Bir başka konu da bebeğin cinsiyetiyle ilgili. Kurala göre anne ve babaların bebeklerinin cinsiyetini asla ve asla doğum anına kadar halka açıklamaması gerekiyor. Hatta birçoğu kendileri de bebeklerinin kız mı erkek mi olacağını dünyaya gelene kadar bilmiyor. Kate Middleton, ikinci bebeğinin kız olacağının ipuçlarını giysileriyle vermişti ve onu dikkatle takip eden birçok kişi bebeğin cinsiyetini tahmin etmişti. Hatta söylentilere göre bu davranışı yüzünden Kraliçe Elizabeth tarafından cezalandırılmıştı.
Bu arada Kraliyet ailesinde her ne kadar son zamanlarda artık bu anlayış terk edilmiş olsa da erkek bebek takıntısı vardı. Gelelim bu konuda anlatılan tüyler ürpertici olaylara.
Eskiden dış etkenlerin hamilelik sırasında çocuğun cinsiyetine etkisi olduğuna inanılırdı. 15. yüzyılda, 7. Henry'nin annesi Margaret Beaufort'un bu sebepten ötürü hamileliği boyunca bir odaya kapatıldığı ve içeri ışık girmemesi için anahtar deliğinin bile kapatıldığı yazar tarih kitaplarında. Işığın ve ısının kız çocuk getirdiğine inanılan dönemlerde kraliçe bile olsanız bu kurallardan kaçamıyordunuz.

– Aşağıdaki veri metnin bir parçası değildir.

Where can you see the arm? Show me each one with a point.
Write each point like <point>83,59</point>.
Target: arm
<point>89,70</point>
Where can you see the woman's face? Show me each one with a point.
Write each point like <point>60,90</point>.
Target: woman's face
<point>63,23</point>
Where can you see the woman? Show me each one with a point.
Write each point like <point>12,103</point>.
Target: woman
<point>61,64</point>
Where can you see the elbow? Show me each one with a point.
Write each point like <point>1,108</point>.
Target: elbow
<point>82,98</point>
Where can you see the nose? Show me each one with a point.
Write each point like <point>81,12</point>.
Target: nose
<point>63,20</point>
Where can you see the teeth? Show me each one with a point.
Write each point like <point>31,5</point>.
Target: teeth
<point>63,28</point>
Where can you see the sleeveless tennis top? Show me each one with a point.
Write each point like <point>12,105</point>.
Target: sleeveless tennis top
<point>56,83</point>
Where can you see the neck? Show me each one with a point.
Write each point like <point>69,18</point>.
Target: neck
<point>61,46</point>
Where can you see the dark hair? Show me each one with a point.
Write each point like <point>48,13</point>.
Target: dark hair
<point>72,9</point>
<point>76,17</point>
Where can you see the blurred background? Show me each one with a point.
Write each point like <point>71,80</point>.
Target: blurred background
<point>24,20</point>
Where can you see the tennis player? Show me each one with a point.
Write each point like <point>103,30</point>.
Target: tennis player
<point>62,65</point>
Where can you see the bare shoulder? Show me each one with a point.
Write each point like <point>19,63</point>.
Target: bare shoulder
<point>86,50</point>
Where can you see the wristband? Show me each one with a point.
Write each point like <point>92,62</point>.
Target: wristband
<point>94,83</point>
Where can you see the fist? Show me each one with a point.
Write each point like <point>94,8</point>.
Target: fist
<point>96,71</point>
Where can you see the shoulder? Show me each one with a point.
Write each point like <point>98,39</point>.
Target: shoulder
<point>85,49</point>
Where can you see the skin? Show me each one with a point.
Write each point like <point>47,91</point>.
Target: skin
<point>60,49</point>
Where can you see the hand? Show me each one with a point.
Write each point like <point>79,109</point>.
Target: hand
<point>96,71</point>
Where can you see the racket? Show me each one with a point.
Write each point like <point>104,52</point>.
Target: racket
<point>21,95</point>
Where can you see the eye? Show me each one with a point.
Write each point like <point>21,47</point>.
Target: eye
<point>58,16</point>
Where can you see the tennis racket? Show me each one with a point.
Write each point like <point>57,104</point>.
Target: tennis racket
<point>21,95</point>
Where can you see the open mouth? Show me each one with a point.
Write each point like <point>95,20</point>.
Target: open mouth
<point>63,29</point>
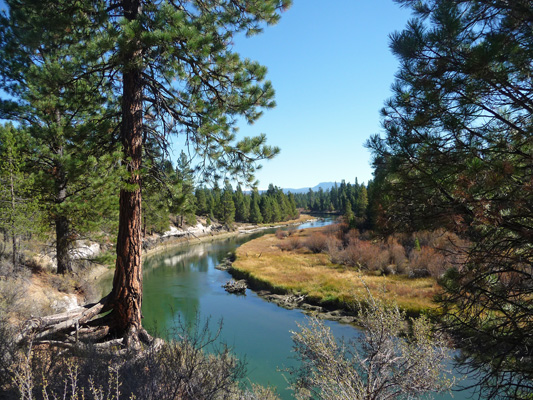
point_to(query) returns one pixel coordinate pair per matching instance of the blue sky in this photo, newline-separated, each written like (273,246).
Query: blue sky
(331,67)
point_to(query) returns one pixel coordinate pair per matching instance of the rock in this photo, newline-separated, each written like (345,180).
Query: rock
(236,286)
(64,303)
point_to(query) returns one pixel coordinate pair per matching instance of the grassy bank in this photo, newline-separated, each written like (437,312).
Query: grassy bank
(263,262)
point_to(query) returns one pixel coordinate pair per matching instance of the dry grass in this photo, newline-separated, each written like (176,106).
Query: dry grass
(312,274)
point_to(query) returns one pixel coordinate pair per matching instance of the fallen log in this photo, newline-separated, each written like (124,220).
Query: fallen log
(233,286)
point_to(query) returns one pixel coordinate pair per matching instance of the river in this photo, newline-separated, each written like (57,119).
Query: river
(183,283)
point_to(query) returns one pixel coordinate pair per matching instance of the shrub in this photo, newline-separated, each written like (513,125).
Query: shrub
(427,262)
(281,234)
(396,254)
(178,370)
(385,361)
(317,242)
(291,243)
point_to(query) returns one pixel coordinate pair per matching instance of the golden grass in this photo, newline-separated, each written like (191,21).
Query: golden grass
(314,275)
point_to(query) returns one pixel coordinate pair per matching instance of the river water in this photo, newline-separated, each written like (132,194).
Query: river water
(183,284)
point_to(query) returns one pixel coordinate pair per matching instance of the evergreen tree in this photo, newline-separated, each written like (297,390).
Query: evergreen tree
(184,201)
(66,110)
(255,212)
(18,209)
(457,153)
(242,212)
(227,205)
(171,62)
(201,201)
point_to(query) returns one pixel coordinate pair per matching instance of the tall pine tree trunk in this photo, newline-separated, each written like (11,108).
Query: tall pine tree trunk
(13,211)
(126,296)
(64,264)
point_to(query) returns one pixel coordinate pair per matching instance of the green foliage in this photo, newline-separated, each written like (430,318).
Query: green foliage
(19,213)
(384,362)
(457,154)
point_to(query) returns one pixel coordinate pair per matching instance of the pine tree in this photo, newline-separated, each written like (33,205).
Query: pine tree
(242,212)
(255,212)
(456,153)
(66,111)
(19,212)
(174,63)
(227,205)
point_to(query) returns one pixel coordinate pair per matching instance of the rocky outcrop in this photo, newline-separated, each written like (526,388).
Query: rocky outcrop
(233,286)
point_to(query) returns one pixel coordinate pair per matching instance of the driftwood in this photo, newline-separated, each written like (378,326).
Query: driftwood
(236,286)
(79,329)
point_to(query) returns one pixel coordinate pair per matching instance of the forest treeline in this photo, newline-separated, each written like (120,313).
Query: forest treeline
(68,196)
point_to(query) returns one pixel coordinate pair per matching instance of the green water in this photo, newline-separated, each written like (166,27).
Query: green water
(183,283)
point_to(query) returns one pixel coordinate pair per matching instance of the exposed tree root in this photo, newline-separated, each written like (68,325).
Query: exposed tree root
(79,329)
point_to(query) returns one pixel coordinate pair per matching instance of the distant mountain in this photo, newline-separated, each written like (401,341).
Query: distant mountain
(324,185)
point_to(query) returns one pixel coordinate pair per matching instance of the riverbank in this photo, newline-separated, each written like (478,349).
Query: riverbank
(298,278)
(200,233)
(40,291)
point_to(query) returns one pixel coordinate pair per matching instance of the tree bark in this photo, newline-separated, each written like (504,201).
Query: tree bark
(13,211)
(126,295)
(64,264)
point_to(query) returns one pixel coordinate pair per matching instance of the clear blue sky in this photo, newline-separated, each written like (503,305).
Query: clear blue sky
(331,67)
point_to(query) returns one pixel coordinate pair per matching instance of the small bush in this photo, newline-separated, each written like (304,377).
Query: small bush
(317,242)
(384,361)
(427,262)
(397,255)
(291,243)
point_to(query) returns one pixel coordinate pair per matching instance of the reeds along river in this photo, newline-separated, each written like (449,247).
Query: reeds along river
(184,284)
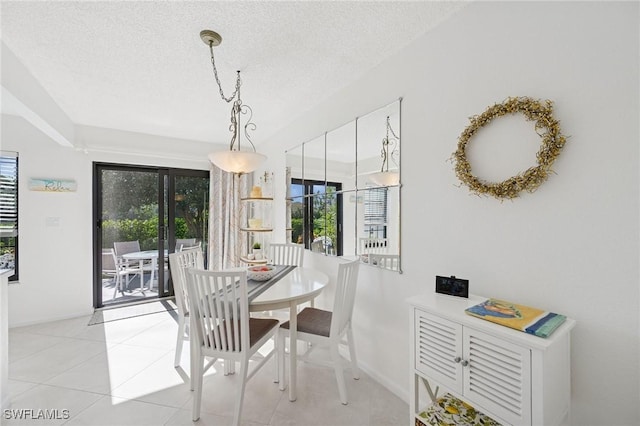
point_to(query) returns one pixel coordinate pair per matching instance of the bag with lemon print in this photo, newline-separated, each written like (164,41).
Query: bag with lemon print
(450,411)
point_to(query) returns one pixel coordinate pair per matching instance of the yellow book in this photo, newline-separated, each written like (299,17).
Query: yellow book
(524,318)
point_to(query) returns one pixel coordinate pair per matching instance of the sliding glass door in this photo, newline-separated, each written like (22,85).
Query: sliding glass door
(142,214)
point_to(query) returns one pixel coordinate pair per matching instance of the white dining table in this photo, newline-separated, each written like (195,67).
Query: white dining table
(300,285)
(142,257)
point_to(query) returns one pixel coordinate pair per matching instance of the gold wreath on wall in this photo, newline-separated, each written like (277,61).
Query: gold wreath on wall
(547,127)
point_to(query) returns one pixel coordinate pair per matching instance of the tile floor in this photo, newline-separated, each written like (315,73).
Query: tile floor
(122,373)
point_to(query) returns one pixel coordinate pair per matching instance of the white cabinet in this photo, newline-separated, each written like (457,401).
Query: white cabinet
(513,377)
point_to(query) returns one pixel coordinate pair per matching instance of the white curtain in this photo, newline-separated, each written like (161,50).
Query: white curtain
(288,207)
(226,216)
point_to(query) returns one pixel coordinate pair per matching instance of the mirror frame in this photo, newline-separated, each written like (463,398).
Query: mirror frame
(305,163)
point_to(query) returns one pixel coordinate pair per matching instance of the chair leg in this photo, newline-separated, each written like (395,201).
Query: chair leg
(355,371)
(180,341)
(280,358)
(116,278)
(337,367)
(196,379)
(244,367)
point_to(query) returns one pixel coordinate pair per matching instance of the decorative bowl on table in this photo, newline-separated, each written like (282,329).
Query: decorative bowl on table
(261,272)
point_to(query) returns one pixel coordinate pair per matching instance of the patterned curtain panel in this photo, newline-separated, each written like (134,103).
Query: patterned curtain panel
(288,206)
(226,215)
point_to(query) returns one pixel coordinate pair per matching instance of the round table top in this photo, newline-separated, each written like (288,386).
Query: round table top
(299,285)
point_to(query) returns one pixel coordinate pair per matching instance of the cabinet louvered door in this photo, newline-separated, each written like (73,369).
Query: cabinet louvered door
(498,376)
(438,344)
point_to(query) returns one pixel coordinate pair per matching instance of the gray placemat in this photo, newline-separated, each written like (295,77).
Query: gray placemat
(256,288)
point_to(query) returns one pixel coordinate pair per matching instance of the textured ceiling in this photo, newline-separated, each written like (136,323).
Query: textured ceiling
(141,66)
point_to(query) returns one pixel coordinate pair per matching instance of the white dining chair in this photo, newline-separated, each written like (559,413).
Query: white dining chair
(111,266)
(125,247)
(178,264)
(219,311)
(197,245)
(286,254)
(186,242)
(328,328)
(373,245)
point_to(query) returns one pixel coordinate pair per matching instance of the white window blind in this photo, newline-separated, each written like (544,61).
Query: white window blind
(375,206)
(9,212)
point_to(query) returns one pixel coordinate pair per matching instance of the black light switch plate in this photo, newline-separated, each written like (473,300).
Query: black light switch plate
(452,286)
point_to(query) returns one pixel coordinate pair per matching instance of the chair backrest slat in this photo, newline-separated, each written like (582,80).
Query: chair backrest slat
(386,261)
(109,260)
(124,247)
(287,254)
(373,245)
(179,263)
(220,308)
(346,284)
(185,242)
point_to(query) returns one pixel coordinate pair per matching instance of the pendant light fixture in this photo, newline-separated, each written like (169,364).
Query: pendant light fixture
(234,160)
(385,177)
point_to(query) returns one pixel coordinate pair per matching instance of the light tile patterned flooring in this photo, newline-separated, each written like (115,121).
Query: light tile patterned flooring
(122,373)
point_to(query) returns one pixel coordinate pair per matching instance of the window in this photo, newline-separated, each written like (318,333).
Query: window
(375,213)
(316,215)
(9,212)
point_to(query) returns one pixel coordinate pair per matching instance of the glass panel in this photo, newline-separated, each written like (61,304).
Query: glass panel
(191,218)
(129,214)
(379,146)
(321,241)
(332,159)
(379,227)
(294,159)
(341,156)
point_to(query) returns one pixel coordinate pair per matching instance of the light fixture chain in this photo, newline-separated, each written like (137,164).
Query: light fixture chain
(215,73)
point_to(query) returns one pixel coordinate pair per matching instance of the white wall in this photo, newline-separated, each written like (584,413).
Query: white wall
(56,261)
(572,246)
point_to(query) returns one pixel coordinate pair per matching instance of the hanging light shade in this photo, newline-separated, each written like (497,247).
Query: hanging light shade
(235,159)
(386,177)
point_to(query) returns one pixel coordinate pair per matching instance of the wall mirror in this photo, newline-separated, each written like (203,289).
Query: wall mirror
(344,190)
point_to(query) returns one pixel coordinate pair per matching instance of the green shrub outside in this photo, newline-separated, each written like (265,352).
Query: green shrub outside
(145,231)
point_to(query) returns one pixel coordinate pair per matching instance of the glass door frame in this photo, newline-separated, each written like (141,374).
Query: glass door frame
(166,220)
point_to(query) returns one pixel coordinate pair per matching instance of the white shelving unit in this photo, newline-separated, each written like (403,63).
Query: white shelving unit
(258,227)
(513,377)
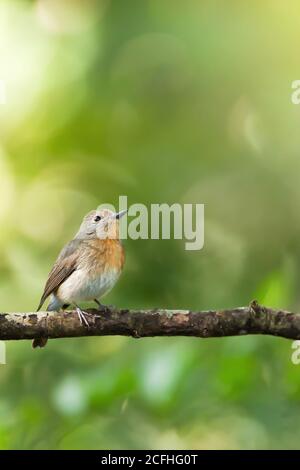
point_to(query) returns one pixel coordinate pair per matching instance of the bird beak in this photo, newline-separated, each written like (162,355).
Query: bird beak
(120,214)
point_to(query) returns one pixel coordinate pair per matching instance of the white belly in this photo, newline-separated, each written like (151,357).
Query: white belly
(80,288)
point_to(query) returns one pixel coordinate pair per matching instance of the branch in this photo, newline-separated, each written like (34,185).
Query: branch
(254,319)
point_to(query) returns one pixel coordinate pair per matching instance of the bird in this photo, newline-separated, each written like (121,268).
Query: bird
(87,267)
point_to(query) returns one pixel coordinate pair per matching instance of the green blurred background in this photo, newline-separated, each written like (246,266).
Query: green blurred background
(163,101)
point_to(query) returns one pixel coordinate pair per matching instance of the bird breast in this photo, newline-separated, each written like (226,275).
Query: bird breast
(99,267)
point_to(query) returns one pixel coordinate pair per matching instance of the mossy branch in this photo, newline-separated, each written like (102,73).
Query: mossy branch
(254,319)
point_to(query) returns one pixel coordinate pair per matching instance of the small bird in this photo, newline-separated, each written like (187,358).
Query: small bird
(88,266)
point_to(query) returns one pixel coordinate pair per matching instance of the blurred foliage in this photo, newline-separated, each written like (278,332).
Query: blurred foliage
(163,101)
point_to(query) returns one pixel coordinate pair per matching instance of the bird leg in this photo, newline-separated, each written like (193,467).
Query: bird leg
(101,306)
(81,316)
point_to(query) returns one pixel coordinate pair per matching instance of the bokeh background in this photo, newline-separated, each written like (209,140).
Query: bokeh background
(162,101)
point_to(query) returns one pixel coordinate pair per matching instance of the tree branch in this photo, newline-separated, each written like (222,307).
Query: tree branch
(254,319)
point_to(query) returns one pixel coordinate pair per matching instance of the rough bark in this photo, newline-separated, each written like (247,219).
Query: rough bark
(254,319)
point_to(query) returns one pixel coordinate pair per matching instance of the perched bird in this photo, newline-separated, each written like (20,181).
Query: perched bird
(87,267)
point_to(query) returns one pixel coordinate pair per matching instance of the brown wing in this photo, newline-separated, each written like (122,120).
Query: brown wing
(63,268)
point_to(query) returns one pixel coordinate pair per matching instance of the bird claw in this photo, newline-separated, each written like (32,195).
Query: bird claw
(82,316)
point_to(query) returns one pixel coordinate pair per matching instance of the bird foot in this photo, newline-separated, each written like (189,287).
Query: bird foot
(104,308)
(82,316)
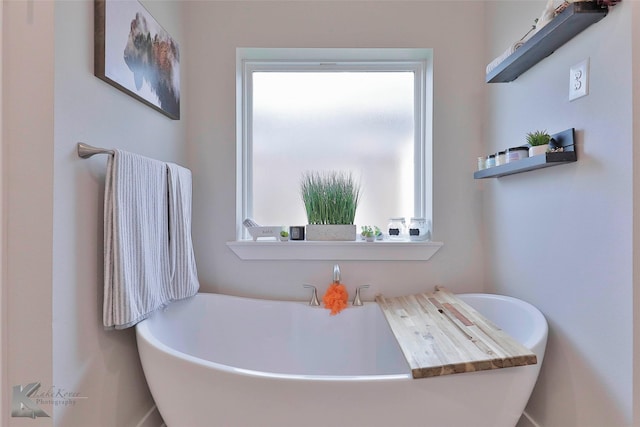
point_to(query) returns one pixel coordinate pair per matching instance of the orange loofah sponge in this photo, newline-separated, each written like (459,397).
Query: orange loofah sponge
(335,298)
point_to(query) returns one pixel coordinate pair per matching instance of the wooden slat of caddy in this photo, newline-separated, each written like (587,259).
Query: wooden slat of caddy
(439,334)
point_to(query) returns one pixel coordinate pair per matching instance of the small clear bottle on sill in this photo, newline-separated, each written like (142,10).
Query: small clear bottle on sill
(396,229)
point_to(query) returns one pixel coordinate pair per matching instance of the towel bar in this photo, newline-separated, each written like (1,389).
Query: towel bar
(85,150)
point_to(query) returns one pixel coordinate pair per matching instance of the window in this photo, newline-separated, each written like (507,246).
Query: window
(362,111)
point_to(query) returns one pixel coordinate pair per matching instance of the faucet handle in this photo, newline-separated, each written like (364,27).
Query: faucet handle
(356,300)
(314,296)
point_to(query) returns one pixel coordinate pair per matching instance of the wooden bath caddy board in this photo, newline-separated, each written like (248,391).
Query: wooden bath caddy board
(439,334)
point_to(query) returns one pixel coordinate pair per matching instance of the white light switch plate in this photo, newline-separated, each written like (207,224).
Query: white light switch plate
(579,80)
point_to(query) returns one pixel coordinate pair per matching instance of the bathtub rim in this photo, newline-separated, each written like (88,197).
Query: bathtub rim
(143,333)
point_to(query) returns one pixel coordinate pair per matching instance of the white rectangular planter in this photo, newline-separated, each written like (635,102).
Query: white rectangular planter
(331,232)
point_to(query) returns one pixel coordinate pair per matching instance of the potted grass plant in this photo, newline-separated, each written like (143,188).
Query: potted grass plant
(539,142)
(330,200)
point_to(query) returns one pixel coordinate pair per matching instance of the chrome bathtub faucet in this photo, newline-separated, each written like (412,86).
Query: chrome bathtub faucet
(356,300)
(314,296)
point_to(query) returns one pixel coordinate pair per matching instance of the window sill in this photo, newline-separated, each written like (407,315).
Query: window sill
(334,251)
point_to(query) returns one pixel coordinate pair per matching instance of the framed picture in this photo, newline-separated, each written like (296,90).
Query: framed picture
(136,55)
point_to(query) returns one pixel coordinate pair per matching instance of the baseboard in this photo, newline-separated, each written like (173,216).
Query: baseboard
(527,421)
(151,419)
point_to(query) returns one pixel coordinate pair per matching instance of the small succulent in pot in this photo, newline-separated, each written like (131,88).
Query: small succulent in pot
(539,137)
(539,142)
(368,233)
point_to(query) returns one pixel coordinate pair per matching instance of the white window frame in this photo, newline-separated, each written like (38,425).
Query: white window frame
(418,61)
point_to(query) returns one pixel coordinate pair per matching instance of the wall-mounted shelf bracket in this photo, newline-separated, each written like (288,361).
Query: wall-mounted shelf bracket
(570,22)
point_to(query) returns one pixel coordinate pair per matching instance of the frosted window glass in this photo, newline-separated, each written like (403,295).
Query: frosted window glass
(358,122)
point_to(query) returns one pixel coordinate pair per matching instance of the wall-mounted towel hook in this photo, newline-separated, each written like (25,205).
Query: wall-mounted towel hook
(85,150)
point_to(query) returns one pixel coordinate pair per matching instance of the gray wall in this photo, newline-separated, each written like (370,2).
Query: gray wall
(561,238)
(53,207)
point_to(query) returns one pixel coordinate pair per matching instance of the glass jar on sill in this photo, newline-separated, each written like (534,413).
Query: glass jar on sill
(397,228)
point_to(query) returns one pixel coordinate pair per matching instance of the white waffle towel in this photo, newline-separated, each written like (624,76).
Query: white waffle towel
(140,254)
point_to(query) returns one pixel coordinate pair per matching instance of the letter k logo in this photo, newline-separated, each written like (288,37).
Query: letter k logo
(22,405)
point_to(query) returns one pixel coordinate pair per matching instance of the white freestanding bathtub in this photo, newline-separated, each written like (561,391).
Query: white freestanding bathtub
(222,361)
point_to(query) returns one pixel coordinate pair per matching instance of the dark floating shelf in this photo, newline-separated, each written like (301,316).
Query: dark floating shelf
(570,22)
(563,139)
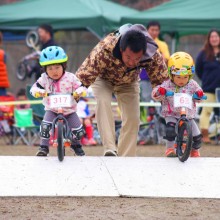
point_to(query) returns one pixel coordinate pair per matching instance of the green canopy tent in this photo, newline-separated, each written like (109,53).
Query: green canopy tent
(179,18)
(97,16)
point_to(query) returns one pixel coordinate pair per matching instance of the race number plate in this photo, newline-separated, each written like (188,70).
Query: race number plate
(182,100)
(57,101)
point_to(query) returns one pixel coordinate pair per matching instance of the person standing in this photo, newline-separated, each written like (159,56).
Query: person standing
(45,32)
(4,81)
(208,71)
(153,28)
(113,67)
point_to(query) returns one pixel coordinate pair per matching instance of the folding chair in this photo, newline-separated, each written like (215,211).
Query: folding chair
(24,129)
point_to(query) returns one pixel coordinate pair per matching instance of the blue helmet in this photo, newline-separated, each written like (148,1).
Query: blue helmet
(52,55)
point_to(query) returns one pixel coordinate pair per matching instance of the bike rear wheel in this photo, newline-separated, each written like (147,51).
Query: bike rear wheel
(60,147)
(184,140)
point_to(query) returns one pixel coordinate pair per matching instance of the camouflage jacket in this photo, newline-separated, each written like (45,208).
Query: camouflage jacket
(105,62)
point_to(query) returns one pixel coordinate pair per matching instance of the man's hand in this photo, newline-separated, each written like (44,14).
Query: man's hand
(200,93)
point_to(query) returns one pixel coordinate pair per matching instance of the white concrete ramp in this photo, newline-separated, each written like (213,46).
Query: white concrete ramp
(110,176)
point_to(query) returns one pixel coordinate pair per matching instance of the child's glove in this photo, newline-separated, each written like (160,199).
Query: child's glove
(200,93)
(159,94)
(40,93)
(81,91)
(161,91)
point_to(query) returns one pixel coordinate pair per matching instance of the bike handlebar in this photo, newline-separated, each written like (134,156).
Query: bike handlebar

Peki doğum sırasında neler oluyor? Geçmişten başlayarak anlatalım: Sonuçta geleceğin kralı doğabilir o yüzden herkes merak etmekte haklı diyebilirsiniz ama ebelerin, doktorların, yardımcı kadınların ve bazı saray görevlilerinin doğum sırasında orada olmalarının sebebi ölü doğabilecek bir bebeğin başkasıyla değiştirilerek hanedanın tehlikeye atılmasını önlemek olduğunu söylememize izin verin. Bu âdetin zirve yaptığı yıllar Katolik Kral 2. James'in dönemine denk gelir. James'in oğlu Edward Francis doğana kadar bütün çocukları ölü doğar ve bu durum bir Katolik olan kralı Protestan çevrelerde küçük düşürür. James de doğum odasına 40'tan fazla gözlemciyi alarak kendisinin ve eşinin sağlıklı birer Katolik olduklarını kanıtlamak istemiştir.